We were there to see the Stellers and King eiders….
The question is whether bears are catholic and similar questions…
There is lwccn.com as a major initiative, and ‘A Rocha’ both UK and in various countries in the world. And they have been around for a long while, but you’re right, the established churches have been far too focused on human needs relative to the non-human world.
Hint. He took the name Francis, after St Francis of Assisi.
His famous encyclical on the environment is here http://www.vatican.va/content/francesco/en/encyclicals/documents/papa-francesco_20150524_enciclica-laudato-si.html
Genesis 1 v 26: ‘And God said, Let us make man in our image, after our likeness: and let them have dominion over the fish of the sea, and over the fowl of the air, and over the cattle, and over all the earth, and over every creeping thing that creepeth upon the earth’.

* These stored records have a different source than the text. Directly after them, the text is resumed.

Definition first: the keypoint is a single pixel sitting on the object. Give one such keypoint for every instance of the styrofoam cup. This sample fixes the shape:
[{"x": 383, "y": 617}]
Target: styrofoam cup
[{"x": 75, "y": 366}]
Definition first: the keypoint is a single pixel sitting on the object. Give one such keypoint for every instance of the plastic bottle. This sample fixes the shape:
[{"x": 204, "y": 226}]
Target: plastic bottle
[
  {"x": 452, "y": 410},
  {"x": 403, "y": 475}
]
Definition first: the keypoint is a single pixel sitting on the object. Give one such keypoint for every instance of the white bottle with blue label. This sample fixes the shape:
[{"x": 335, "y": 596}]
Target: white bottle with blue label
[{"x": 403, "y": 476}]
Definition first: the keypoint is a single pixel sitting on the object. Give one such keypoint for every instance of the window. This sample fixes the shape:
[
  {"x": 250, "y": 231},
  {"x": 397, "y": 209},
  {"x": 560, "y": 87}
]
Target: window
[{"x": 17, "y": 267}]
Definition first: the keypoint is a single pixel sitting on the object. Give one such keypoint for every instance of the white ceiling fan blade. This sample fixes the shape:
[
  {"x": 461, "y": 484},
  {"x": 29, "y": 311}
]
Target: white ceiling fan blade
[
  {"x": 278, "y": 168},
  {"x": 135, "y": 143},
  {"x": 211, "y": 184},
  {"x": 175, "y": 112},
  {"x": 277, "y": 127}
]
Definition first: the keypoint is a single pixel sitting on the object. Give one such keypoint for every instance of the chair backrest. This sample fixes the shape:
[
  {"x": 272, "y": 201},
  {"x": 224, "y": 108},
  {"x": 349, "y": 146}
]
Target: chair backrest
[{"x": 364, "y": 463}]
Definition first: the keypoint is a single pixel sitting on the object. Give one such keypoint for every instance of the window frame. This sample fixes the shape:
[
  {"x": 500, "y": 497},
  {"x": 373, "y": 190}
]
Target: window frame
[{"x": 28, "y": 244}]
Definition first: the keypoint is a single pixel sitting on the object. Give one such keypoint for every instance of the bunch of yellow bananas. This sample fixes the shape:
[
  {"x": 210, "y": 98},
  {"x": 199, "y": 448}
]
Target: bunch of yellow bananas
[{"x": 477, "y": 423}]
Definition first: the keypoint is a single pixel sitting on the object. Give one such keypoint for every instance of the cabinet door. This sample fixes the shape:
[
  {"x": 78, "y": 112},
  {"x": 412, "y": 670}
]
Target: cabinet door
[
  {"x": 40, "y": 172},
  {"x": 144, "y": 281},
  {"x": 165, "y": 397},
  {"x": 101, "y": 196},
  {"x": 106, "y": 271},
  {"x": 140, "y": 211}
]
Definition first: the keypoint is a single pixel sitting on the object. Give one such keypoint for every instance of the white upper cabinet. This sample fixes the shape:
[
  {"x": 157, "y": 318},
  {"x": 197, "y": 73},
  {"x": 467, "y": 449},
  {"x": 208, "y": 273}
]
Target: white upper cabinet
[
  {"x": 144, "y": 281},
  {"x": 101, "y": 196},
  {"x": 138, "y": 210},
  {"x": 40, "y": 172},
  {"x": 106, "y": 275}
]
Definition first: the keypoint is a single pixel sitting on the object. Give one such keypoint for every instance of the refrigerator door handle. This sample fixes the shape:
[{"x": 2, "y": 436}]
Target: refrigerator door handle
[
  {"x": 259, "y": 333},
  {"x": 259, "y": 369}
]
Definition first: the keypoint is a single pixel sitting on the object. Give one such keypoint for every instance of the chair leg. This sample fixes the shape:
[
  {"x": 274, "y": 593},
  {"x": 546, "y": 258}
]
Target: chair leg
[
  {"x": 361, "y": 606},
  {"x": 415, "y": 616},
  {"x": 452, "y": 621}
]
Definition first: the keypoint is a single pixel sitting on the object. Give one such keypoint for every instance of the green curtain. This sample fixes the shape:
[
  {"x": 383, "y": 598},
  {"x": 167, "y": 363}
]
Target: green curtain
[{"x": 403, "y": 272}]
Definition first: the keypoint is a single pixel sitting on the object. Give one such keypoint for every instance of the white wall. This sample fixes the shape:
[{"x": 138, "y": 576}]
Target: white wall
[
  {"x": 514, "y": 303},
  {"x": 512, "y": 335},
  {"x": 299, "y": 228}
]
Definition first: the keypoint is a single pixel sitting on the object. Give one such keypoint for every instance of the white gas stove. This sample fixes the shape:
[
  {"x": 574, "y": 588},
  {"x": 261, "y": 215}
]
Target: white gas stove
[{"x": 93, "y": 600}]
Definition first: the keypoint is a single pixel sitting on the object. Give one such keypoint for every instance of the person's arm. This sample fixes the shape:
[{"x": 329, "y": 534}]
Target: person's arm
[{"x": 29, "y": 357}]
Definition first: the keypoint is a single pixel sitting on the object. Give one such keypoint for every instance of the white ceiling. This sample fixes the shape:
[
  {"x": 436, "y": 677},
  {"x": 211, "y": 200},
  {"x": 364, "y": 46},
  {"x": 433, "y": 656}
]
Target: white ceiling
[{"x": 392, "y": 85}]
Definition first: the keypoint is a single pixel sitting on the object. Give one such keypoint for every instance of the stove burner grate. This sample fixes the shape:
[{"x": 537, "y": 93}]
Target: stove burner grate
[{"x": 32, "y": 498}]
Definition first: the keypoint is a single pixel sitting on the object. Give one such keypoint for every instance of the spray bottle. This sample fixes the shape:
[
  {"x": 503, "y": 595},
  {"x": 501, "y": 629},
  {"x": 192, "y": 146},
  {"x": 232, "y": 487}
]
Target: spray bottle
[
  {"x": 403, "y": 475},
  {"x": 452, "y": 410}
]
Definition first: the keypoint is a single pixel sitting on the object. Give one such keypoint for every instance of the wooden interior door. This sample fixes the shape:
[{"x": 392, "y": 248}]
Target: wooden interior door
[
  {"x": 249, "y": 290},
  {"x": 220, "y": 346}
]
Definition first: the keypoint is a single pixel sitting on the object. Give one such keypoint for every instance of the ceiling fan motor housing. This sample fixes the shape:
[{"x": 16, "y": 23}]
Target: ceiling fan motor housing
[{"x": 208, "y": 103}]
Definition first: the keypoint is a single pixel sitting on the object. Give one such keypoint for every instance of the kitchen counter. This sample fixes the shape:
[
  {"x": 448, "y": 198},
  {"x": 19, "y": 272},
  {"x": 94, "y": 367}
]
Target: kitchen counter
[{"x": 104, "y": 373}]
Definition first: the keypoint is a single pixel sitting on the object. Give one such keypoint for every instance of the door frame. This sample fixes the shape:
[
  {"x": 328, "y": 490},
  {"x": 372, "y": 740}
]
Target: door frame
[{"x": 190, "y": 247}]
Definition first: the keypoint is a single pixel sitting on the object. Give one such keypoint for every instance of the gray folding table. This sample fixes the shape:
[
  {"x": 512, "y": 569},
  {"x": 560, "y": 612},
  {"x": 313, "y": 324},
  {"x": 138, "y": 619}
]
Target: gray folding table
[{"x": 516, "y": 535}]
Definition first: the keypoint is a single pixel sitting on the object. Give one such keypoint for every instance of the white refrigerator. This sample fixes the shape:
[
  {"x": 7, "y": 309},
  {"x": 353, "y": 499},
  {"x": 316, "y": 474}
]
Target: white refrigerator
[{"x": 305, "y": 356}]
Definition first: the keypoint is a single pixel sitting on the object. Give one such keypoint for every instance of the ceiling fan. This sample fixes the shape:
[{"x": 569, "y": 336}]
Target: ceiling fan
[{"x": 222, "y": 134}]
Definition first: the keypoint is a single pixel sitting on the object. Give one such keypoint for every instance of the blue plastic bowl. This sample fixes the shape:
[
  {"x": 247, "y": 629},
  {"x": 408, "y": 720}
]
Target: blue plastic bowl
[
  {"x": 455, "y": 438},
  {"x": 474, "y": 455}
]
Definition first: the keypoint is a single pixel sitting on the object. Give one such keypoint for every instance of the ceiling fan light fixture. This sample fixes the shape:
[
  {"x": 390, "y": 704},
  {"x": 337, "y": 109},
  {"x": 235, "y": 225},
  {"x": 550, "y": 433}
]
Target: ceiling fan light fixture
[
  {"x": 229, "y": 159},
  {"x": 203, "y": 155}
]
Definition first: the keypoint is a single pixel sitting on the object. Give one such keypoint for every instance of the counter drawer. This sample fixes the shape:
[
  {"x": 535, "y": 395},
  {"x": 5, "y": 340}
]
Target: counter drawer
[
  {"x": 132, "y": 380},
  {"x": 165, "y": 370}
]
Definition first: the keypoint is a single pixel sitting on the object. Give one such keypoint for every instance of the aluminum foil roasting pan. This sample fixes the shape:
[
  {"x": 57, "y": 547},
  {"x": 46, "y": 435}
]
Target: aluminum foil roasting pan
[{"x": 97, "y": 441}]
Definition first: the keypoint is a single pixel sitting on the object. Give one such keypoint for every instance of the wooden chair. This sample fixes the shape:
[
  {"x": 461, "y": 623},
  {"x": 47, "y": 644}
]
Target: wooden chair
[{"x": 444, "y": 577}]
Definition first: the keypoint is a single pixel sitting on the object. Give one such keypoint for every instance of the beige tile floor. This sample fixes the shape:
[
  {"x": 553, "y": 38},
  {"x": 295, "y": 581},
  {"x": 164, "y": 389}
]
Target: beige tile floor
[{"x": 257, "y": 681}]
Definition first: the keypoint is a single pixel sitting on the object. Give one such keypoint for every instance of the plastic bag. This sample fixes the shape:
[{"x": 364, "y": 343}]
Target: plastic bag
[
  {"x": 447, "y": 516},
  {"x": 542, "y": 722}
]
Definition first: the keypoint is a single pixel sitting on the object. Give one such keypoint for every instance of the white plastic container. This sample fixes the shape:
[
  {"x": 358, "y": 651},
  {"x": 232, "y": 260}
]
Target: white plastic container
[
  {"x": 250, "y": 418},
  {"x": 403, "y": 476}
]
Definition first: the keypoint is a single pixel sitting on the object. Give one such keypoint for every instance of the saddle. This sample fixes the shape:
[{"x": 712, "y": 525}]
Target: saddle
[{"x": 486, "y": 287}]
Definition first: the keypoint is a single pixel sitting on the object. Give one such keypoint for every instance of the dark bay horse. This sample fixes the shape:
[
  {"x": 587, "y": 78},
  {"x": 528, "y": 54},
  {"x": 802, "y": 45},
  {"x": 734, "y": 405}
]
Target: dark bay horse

Religion has played a large part in fostering the attitude that nature is something to be dominated and exploited. I daresay that lots of people of faith nowadays are committed to conservation of wildlife but I think the view encapsulated in Genesis still holds sway amongst many religious people. For example, Karl Barth, who was an influential Swiss theologian of the 20th century, apparently argued that because God chose human form for his incarnation, this showed that humans are more important than other animals. It is possible to combine such a view with a notion of custodial responsibility, I suppose, but often it simply reinforces an attitude that wildlife is there for us to take or to push out of the way whenever it inconveniences us.